Il se releva. Tout blanc et tout maigrelet, seulement vêtu d'un caleçon imprimé de fleurs de lys.
— C'est moi, vous savez ? Celui qui compte ses cartes postales...
Son page lui apporta une capote militaire.
— Pourquoi ? les interrogea-t-il. Pourquoi, diantre, le dauphin d'un tel convoi compte et recompte des bouts de papier dans un lieu qu'il abhorre ? Eh bien, je vais vous le dire...
Et là, le vent tourna. Il raconta sa naissance cafouilleuse parce qu'il se présentait mal, « déjà... », soupira-t-il, et que sa mère refusait d'aller dans un hôpital où l'on pratiquait des avortements.
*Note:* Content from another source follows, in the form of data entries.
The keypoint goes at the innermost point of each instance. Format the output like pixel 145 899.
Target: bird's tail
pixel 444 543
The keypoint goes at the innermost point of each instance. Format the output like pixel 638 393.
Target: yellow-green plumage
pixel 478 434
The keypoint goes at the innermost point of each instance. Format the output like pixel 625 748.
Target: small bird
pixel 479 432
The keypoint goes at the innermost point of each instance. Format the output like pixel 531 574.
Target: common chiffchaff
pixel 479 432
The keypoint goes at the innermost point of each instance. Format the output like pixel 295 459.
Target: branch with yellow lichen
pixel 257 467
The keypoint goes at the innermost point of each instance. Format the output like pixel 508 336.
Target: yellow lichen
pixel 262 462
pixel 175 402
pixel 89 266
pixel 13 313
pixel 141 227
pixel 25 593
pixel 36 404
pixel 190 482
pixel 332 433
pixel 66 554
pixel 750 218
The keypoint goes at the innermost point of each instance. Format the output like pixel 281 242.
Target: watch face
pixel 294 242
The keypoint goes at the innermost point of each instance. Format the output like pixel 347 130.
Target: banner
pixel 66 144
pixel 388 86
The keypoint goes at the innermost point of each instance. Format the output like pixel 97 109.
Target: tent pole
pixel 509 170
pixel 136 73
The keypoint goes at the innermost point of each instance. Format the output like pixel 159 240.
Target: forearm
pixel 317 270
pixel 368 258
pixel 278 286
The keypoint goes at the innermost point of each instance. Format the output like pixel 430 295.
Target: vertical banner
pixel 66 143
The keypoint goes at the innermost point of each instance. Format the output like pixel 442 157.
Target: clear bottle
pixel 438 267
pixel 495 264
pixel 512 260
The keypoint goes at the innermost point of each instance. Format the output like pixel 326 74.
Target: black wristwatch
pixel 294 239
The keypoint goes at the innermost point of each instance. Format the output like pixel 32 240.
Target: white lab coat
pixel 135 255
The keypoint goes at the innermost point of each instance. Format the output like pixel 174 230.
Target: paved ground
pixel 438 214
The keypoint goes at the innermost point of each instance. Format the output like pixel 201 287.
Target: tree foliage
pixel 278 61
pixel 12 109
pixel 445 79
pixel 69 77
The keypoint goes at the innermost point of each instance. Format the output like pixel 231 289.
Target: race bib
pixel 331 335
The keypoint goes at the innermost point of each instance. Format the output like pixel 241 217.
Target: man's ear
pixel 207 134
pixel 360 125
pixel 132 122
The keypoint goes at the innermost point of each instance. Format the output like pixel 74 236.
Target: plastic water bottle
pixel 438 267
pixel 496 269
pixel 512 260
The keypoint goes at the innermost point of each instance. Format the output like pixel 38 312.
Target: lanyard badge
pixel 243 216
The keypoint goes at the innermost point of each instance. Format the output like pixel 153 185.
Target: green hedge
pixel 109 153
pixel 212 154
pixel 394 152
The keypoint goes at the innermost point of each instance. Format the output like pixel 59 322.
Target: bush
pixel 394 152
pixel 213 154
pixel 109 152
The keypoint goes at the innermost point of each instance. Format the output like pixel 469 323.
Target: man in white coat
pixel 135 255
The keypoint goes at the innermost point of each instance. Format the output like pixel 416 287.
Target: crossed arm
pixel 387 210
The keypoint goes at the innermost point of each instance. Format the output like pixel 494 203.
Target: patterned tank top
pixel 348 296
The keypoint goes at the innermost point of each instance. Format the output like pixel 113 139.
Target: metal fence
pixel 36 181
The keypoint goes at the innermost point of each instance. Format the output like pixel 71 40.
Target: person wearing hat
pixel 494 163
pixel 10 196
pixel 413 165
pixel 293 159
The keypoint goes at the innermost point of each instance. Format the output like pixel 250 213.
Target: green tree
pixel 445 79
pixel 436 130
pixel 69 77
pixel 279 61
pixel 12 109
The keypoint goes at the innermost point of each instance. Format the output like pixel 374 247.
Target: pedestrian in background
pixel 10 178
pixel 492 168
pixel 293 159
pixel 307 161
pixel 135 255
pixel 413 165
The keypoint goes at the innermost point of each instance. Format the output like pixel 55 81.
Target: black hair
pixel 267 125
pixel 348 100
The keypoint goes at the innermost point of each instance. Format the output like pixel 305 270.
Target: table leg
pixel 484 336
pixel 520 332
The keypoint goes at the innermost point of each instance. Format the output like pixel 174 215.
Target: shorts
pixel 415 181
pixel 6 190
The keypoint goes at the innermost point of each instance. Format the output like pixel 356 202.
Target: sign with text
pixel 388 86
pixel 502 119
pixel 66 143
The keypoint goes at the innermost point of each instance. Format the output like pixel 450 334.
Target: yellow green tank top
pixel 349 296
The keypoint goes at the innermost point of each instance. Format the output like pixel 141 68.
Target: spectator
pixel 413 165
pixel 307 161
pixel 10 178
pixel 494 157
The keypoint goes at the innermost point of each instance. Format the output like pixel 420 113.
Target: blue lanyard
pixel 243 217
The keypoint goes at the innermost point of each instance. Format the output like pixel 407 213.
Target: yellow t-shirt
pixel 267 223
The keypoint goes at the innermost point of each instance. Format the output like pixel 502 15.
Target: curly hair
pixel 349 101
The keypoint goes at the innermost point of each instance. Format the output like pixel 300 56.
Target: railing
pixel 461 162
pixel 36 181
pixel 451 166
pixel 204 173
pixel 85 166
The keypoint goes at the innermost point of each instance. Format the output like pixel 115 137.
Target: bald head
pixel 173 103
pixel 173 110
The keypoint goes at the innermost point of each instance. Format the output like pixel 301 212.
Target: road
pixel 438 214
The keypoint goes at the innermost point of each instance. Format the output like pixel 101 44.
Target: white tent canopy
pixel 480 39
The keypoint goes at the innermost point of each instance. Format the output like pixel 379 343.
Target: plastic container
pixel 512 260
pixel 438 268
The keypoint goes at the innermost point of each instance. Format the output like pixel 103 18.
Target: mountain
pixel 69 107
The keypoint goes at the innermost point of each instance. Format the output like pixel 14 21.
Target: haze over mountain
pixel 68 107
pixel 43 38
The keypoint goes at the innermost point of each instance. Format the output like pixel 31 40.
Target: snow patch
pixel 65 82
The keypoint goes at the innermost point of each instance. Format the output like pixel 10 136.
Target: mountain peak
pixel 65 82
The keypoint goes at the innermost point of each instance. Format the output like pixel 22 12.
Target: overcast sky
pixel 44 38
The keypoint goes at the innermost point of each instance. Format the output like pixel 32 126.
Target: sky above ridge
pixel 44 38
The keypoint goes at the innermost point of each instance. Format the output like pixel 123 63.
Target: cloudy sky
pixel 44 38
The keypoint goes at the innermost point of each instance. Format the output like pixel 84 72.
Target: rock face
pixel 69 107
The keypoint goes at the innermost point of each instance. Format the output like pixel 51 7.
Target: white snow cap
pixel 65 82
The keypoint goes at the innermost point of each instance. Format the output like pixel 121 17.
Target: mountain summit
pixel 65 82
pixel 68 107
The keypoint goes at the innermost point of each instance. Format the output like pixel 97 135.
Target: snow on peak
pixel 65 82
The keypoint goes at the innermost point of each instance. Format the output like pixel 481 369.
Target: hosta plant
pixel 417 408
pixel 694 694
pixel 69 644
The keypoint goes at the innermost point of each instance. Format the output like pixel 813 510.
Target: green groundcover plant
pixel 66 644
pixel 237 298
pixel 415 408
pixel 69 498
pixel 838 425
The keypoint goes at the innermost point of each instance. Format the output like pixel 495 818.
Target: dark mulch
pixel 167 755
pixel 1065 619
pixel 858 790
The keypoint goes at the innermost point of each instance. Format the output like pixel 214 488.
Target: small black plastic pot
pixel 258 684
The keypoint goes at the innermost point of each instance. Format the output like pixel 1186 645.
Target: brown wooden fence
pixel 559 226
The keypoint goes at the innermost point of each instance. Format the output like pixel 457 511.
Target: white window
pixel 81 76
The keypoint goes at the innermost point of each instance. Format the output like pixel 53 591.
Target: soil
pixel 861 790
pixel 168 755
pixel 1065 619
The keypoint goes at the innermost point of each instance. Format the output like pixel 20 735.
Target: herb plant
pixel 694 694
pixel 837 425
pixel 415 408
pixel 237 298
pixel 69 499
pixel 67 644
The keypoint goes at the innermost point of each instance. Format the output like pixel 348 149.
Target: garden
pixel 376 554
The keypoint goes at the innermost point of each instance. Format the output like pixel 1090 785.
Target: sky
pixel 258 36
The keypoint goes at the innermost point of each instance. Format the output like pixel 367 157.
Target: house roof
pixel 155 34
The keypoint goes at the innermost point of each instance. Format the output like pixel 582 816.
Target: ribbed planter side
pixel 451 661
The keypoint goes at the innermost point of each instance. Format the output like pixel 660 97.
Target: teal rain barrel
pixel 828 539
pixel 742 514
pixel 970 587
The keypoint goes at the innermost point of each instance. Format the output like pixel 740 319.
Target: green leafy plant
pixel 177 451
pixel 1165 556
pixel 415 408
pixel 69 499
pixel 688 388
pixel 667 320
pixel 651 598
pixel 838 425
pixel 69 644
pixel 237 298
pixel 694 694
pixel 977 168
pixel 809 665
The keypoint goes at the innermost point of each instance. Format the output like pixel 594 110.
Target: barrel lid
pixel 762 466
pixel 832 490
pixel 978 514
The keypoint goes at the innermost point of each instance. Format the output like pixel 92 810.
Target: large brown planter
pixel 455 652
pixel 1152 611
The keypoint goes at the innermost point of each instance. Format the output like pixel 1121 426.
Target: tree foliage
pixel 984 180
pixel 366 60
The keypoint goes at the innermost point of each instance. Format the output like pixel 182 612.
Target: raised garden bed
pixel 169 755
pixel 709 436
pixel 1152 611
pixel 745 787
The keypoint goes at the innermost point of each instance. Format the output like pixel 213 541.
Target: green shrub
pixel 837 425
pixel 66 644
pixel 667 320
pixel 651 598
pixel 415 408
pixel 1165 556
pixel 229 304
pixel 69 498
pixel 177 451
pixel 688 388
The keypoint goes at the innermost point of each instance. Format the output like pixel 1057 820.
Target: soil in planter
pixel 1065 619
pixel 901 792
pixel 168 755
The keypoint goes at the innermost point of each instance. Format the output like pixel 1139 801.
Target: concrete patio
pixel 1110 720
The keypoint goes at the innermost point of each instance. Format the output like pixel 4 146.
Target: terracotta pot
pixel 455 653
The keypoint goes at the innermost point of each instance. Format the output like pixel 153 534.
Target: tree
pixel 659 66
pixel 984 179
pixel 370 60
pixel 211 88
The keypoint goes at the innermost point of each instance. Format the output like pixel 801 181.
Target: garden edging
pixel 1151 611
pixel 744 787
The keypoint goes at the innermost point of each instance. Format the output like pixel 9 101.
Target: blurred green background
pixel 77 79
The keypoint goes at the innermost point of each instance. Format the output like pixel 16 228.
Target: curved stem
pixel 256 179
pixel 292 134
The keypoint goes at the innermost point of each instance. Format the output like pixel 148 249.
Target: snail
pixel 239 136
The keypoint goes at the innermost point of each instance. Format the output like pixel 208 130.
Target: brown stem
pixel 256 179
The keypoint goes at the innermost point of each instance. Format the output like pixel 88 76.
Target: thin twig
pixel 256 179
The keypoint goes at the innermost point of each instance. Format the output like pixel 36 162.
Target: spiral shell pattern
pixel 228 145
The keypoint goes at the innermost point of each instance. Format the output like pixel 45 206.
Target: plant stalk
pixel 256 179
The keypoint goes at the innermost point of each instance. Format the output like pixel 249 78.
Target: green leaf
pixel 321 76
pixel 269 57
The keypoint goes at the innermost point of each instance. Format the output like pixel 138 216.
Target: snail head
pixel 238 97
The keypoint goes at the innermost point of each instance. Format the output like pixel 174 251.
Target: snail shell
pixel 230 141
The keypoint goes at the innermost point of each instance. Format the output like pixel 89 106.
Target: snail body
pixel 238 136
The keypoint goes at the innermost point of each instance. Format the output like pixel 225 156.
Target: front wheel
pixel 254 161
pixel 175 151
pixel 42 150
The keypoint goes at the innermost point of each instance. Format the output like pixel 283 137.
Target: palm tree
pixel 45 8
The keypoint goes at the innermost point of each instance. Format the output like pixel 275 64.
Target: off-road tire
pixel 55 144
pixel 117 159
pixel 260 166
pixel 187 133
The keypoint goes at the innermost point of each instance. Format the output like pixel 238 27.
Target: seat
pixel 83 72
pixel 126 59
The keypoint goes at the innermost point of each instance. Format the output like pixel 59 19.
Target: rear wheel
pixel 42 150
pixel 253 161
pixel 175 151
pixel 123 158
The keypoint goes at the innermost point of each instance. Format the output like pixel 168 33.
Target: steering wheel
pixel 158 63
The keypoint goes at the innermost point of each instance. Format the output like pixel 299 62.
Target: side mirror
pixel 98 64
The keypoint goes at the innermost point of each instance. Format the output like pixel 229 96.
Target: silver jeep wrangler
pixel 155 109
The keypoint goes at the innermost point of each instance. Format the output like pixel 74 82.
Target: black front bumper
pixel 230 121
Il raconta son enfance coupée du monde pendant laquelle on lui apprenait à garder ses distances d'avec le petit peuple. Il raconta ses années de pensionnat avec son Gaffiot comme fer de lance et les innombrables mesquineries dont il fut la victime, lui qui ne connaissait des rapports de force que les mouvements lents de ses soldats de plomb...
Et les gens riaient.
Ils riaient parce que c'était drôle. Le coup du verre de pipi, les railleries, les lunettes jetées dans les cabinets, les provocations à la branlette, la cruauté des petits paysans de Vendée et les consolations douteuses du surveillant. La blanche colombe, les longues prières du soir pour pardonner à ceux qui nous avaient offensés et ne pas nous soumettre à la tentation et son père qui lui demandait chaque samedi s'il avait su tenir son rang et faire honneur à ses ancêtres pendant qu'il se trémoussait parce qu'on lui avait encore passé la bis-touquette au savon noir.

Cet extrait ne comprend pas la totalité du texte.